К десяти часам утра 2-го сентября в Дорогомиловском предместье оставались на просторе одни войска ариергарда. Армия была уже на той стороне Москвы и за Москвою.

В это же время, в десять часов утра 2-го сентября, Наполеон стоял между своими войсками на Поклонной горе и смотрел на открывавшееся перед ним зрелище. Начиная с 26-го августа и по 2-е сентября, от Бородинского сражения и до вступления неприятеля в Москву, во все дни этой тревожной, этой памятной недели стояла та необычайная, всегда удивляющая людей осенняя погода, когда низкое солнце греет жарче, чем весной, когда все блестит в редком, чистом воздухе так, что глаза режет, когда грудь крепнет и свежеет, вдыхая осенний пахучий воздух, когда ночи даже бывают теплые и когда в темных теплых ночах этих с неба беспрестанно, пугая и радуя, сыплются золотые звезды.

2-го сентября в десять часов утра была такая погода. Блеск утра был волшебный. Москва с Поклонной горы расстилалась просторно с своей рекой, своими садами и церквами и, казалось, жила своей жизнью, трепеща, как звезды, своими куполами в лучах солнца.

При виде странного города с невиданными формами необыкновенной архитектуры Наполеон испытывал то несколько завистливое и беспокойное любопытство, которое испытывают люди при виде форм не знающей о них, чуждой жизни. Очевидно, город этот жил всеми силами своей жизни. По тем неопределимым признакам, по которым на дальнем расстоянии безошибочно узнается живое тело от мертвого, Наполеон с Поклонной горы видел трепетание жизни в городе и чувствовал как бы дыхание этого большого и красивого тела.

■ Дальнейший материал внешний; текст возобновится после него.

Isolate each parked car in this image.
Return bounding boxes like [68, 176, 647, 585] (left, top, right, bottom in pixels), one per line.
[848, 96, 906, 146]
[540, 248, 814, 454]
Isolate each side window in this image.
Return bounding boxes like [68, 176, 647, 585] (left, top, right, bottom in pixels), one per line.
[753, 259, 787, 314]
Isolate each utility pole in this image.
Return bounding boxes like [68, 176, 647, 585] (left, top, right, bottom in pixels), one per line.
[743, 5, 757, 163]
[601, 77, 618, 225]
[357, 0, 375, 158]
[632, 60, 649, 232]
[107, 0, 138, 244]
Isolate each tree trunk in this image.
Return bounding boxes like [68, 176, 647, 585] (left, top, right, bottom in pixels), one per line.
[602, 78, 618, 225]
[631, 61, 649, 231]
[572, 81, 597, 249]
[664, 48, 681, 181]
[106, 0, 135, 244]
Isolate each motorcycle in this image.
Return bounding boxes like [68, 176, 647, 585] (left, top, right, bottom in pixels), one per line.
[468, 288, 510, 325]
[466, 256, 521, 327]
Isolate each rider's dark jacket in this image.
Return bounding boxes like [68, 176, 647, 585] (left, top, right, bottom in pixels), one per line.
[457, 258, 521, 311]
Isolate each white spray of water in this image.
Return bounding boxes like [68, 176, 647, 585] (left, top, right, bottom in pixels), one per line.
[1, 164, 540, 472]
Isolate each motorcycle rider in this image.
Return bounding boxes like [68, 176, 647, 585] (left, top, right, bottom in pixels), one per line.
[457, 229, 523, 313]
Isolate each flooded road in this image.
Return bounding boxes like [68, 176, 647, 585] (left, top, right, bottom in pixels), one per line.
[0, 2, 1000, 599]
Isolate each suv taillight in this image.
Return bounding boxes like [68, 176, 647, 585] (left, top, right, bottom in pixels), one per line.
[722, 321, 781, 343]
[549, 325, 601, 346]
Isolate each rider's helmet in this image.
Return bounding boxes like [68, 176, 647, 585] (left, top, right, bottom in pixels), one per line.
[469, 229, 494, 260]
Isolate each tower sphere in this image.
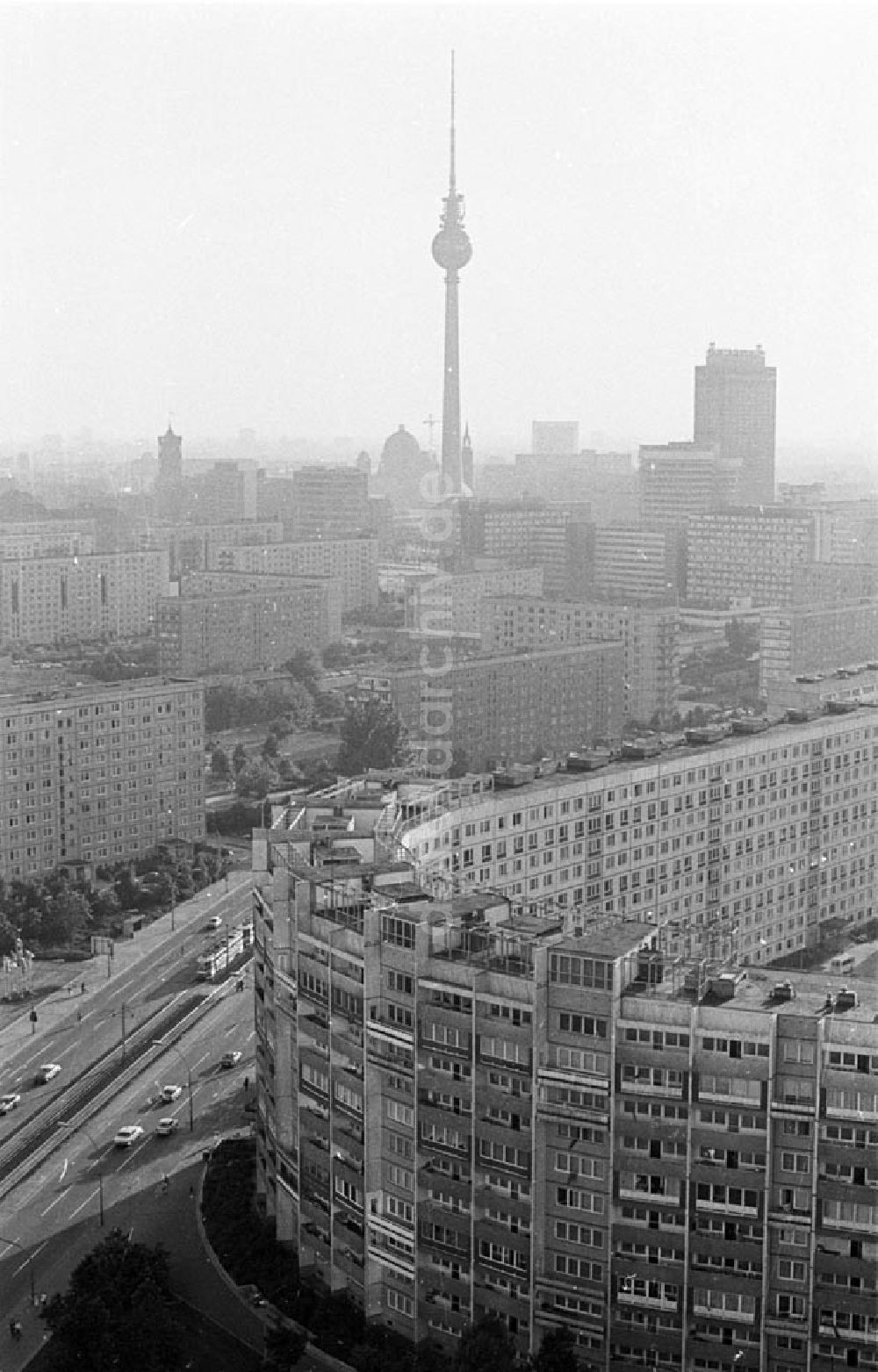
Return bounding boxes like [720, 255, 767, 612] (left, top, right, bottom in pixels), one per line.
[432, 224, 472, 271]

– Cette ville asiatique aux innombrables églises, Moscou la sainte. La voilà donc enfin, cette fameuse ville! Il était temps,[197] – сказал Наполеон и, слезши с лошади, велел разложить перед собою план этой Moscou и подозвал переводчика Lelorgne d’Ideville. «Une ville occupée par l’ennemi ressemble à une fille qui a perdu son honneur»,[198] – думал он (как он и говорил это Тучкову в Смоленске). И с этой точки зрения он смотрел на лежавшую перед ним, невиданную еще им восточную красавицу. Ему странно было самому, что, наконец, свершилось его давнишнее, казавшееся ему невозможным, желание. В ясном утреннем свете он смотрел то на город, то на план, проверяя подробности этого города, и уверенность обладания волновала и ужасала его.

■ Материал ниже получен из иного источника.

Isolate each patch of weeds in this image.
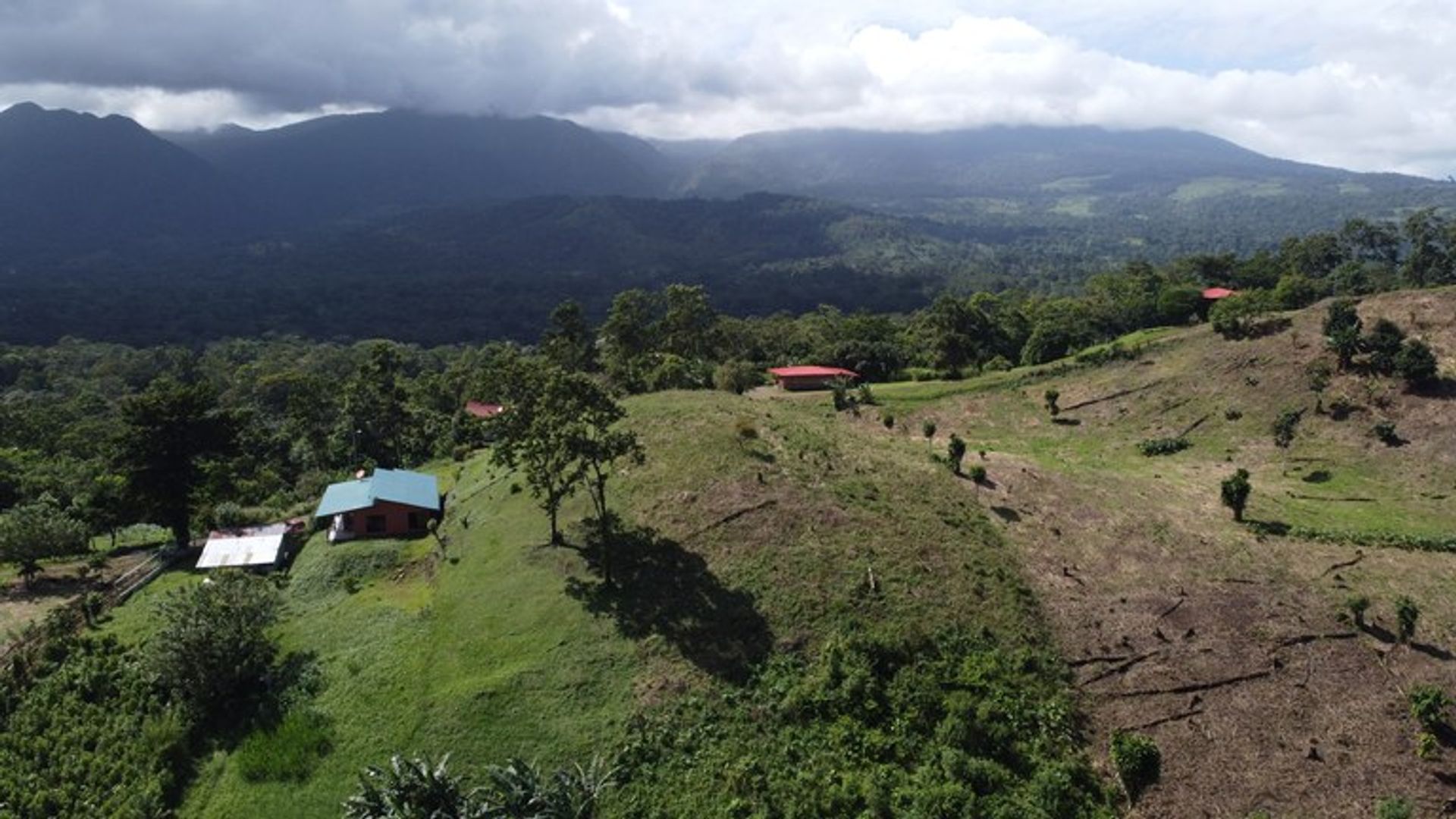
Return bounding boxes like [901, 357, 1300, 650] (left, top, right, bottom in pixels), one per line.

«Но разве могло быть иначе? – подумал он. – Вот она, эта столица, у моих ног, ожидая судьбы своей. Где теперь Александр и что думает он? Странный, красивый, величественный город! И странная и величественная эта минута! В каком свете представляюсь я им! – думал он о своих войсках. – Вот она, награда для всех этих маловерных, – думал он, оглядываясь на приближенных и на подходившие и строившиеся войска. – Одно мое слово, одно движение моей руки, и погибла эта древняя столица des Czars. Mais ma clémence est toujours prompte à descendre sur les vaincus.[199] Я должен быть великодушен и истинно велик. Но нет, это неправда, что я в Москве, – вдруг приходило ему в голову. – Однако вот она лежит у моих ног, играя и дрожа золотыми куполами и крестами в лучах солнца. Но я пощажу ее. На древних памятниках варварства и деспотизма я напишу великие слова справедливости и милосердия… Александр больнее всего поймет именно это, я знаю его. (Наполеону казалось, что главное значение того, что совершалось, заключалось в личной борьбе его с Александром.) С высот Кремля, – да, это Кремль, да, – я дам им законы справедливости, я покажу им значение истинной цивилизации, я заставлю поколения бояр с любовью поминать имя своего завоевателя. Я скажу депутации, что я не хотел и не хочу войны; что я вел войну только с ложной политикой их двора, что я люблю и уважаю Александра и что приму условия мира в Москве, достойные меня и моих народов. Я не хочу воспользоваться счастьем войны для унижения уважаемого государя. Бояре – скажу я им: я не хочу войны, а хочу мира и благоденствия всех моих подданных. Впрочем, я знаю, что присутствие их воодушевит меня, и я скажу им, как я всегда говорю: ясно, торжественно и велико. Но неужели это правда, что я в Москве? Да, вот она!»

– Qu’on m’amène les boyards,[200] – обратился он к свите. Генерал с блестящей свитой тотчас же поскакал за боярами.

Прошло два часа. Наполеон позавтракал и опять стоял на том же месте на Поклонной горе, ожидая депутацию. Речь его к боярам уже ясно сложилась в его воображении. Речь эта была исполнена достоинства и того величия, которое понимал Наполеон.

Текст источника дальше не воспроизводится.